Milano Marittima, Terracina
MM: Inseguire il Capitano significa essere pronti a improvvisare, così prendiamo la fatale fettuccia di Terracina e ci viene l’idea: visto che tutti straparlano da mesi della foto di Moro, ah, Moro, lui sì che era elegante, altri tempi, ah la sobrietà, ah stare vestiti in spiaggia, decidiamo di andare a vedere i luoghi delle vacanze dello statista, la splendida cornice della foto molto iconica scattata proprio lì, sul litorale di Terracina.
Il ministro dell’Interno, reduce dai trionfi adriatici del Papeete, dovrà parlare qui, tra i lettini e le sdraio, nella città cara al Duce
AM: Per carità, ben altro contegno rispetto alla smandrappata collettiva, ai torsi nudi e alle cubiste animalier che si agitano sull’inno di Mameli, già tema sociologico vastissimo, ampiamente editorializzato, immagine, icona, simbolo del degrado e del Grande Sdegno Nazionale, ma anche formidabile cortocircuito della politica. Tutto un rimescolarsi di posizioni e di fronti coi “progressisti” costretti a superare a destra i vertici della Difesa, l’esercito, i padri della patria, Giorgia Meloni e i carri armati. Al limite, l’assemblage chiappe al sole-mojito – “siam pronti alla morte l’Italia chiamò” – poteva anche commuovere (io un po’ mi sono commosso). In pochi poi l’hanno ricordato: l’inno nazionale al Papeete lo suonano spesso, non è stata un’estemporanea estasi fasciocubista in onore del Truce. Funziona più che altro in chiave “nostalgia”, significa estate, tanta gente, festa, i mondiali visti insieme davanti la tv, “sei la nazionale del 2006”, come cantano i The Giornalisti.
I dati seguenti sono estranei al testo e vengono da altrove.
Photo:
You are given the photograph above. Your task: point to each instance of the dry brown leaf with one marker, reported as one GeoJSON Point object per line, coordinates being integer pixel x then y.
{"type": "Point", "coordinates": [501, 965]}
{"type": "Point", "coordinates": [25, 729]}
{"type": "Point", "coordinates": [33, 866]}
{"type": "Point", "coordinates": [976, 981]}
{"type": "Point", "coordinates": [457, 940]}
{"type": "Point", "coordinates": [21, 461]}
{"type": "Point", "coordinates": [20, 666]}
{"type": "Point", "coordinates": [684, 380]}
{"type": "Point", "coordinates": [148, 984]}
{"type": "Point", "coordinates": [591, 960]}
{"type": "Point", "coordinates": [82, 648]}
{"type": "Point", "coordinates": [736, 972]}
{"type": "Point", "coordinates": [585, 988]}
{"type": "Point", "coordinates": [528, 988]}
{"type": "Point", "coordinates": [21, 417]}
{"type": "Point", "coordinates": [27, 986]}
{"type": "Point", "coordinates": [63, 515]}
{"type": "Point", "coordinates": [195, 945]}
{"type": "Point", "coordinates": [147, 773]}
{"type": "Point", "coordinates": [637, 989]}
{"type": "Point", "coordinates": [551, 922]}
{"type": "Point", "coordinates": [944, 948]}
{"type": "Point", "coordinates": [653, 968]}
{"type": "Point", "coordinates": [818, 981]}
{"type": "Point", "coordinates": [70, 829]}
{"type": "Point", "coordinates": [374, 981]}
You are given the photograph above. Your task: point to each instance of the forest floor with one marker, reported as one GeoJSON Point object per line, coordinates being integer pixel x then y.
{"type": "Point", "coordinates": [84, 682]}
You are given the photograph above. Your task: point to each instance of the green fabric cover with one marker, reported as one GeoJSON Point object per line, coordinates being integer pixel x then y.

MM: O anche “sei le comunali del ’93” a Cisterna di Latina, col plebiscito del mitico sindaco superfascio Ajmone Finestra, già repubblichino. Anche lui un tipo più da gessato che da mojitino.
L’inno nazionale al Papeete lo suonano spesso, non è stata un’estemporanea estasi fasciocubista
in onore del Truce
AM: In questo Salvini Beach Tour c’è comunque un po’ tutto: il torsonudismo del Duce, il Festivalbar ’86, le sagre del cinghiale, le feste dei santi patroni, gli sbandieratori, i viaggi organizzati, “ore 17: passeggiata coi pescatori al porto, ore 18: aperitivo in spiaggia”. Nel manifesto spunta fuori Salvini con un faccione da animatore dei villaggi Francorosso e Alpitour, quando ancora non si chiamavano “resort”. Ma certo c’è anche la modernità instagrammabile, le vacanze da influencer, la strategia social di Luca Morisi, il giro promozionale in puro stile Chiara Ferragni per sponsorizzare a botte di selfie, locali, griffe, stabilimenti, mojiti e “mojitini” (per la piccola Mirta). Come si fa a pensare di opporre a tutto questo Aldo Moro vestito di tutto punto in spiaggia? Mah. Siamo prigionieri dello schema del “Sorpasso”, Trintignant al mare in pantaloni e camicia, cupo, riflessivo, solo in un angolo, mentre Bruno Cortona sfodera i muscoli (senza panza), fa le capriole in riva al mare e sghignazza come un matto tra le cubiste della Versilia. Si torna sempre da Dino Risi.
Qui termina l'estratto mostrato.